Growthmates, diabetes selama ini lebih sering dikaitkan dengan gangguan jantung, ginjal, atau saraf. Padahal, ada satu organ penting yang kerap luput dari perhatian, yaitu mata.
Di sinilah kerusakan sering kali dimulai secara perlahan, tanpa rasa sakit, dan hampir tanpa tanda. Penglihatan bisa menurun sedikit demi sedikit, hingga akhirnya disadari saat kondisinya sudah sulit dipulihkan.
Dikutip dari Times of India, Selasa (28/4/2026), Dokter Spesialis Mata, Dr. Nusrat Bukhari, mengingatkan bahwa diabetes tidak hanya menyerang organ vital yang umum dibicarakan, tetapi juga mata.
Pernyataan ini menegaskan satu hal penting: dampak diabetes jauh lebih luas daripada yang disadari banyak orang.

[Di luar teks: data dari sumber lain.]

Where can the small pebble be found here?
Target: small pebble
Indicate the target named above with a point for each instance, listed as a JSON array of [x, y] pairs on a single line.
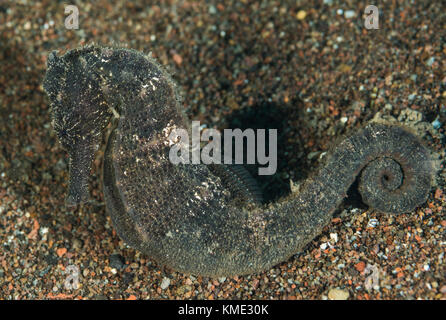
[[338, 294], [165, 283]]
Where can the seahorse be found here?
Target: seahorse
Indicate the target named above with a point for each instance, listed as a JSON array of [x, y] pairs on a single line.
[[185, 216]]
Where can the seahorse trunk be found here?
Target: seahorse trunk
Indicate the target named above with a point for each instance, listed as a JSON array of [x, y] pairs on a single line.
[[186, 218]]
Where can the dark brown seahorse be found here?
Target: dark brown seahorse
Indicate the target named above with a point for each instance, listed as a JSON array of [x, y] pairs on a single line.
[[185, 216]]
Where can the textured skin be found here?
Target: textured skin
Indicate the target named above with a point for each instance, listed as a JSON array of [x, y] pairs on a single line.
[[186, 216]]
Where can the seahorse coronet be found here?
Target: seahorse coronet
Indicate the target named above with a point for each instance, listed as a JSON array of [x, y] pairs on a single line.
[[189, 217]]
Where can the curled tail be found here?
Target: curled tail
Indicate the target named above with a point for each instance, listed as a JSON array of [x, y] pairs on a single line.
[[189, 217]]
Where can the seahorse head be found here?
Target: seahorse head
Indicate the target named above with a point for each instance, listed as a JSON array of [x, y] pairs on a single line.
[[79, 111]]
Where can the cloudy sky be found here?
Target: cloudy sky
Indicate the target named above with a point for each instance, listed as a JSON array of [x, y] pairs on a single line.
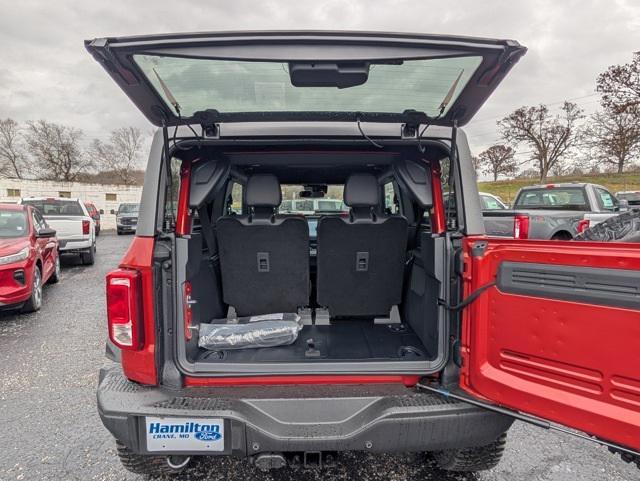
[[46, 73]]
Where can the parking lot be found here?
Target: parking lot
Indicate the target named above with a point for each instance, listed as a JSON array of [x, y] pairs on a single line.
[[49, 364]]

Di dalam mata, terdapat retina, lapisan tipis di bagian belakang yang berfungsi menangkap cahaya dan mengirimkan sinyal visual ke otak. Retina dipenuhi pembuluh darah kecil yang sangat halus. Ketika kadar gula darah tinggi berlangsung dalam waktu lama, pembuluh darah ini mulai mengalami kerusakan.
Dindingnya melemah, bisa membengkak, bocor, bahkan tersumbat. Dalam beberapa kasus, tubuh mencoba membentuk pembuluh darah baru, tetapi sayangnya struktur baru ini rapuh dan justru memperparah kondisi.
Proses ini dikenal sebagai Retinopati diabetik, salah satu penyebab utama kehilangan penglihatan secara global. Kondisi ini berkembang perlahan dan sering kali tanpa gejala pada tahap awal, sehingga banyak penderita tidak menyadarinya sampai kerusakan sudah signifikan.
Masalahnya tidak berhenti di situ. Kerusakan akibat diabetes pada mata sering membuka pintu bagi berbagai gangguan lain.
Edema makula diabetik dapat terjadi ketika cairan menumpuk di retina dan menyebabkan pembengkakan. Katarak juga bisa muncul lebih dini dibandingkan pada orang tanpa diabetes, sementara Glaukoma meningkatkan tekanan di dalam mata dan merusak saraf optik.
Baca Juga: Penderita Diabetes Wajib Tahu, 12 Makanan Ini Diam-diam Bikin Gula Darah Melonjak
Menurut Dr. Bukhari, risiko berbagai kondisi ini meningkat drastis pada penderita diabetes yang tidak terkontrol.
Yang membuat kondisi ini berbahaya adalah sifatnya yang 'sunyi'. Banyak orang merasa penglihatannya baik-baik saja, padahal kerusakan sudah berjalan.
Ketika gejala mulai muncul, biasanya berupa penglihatan kabur, munculnya bintik-bintik gelap atau bayangan melayang, kesulitan melihat di malam hari, atau perubahan penglihatan yang terjadi tiba-tiba. Pada tahap ini, penanganan menjadi lebih kompleks.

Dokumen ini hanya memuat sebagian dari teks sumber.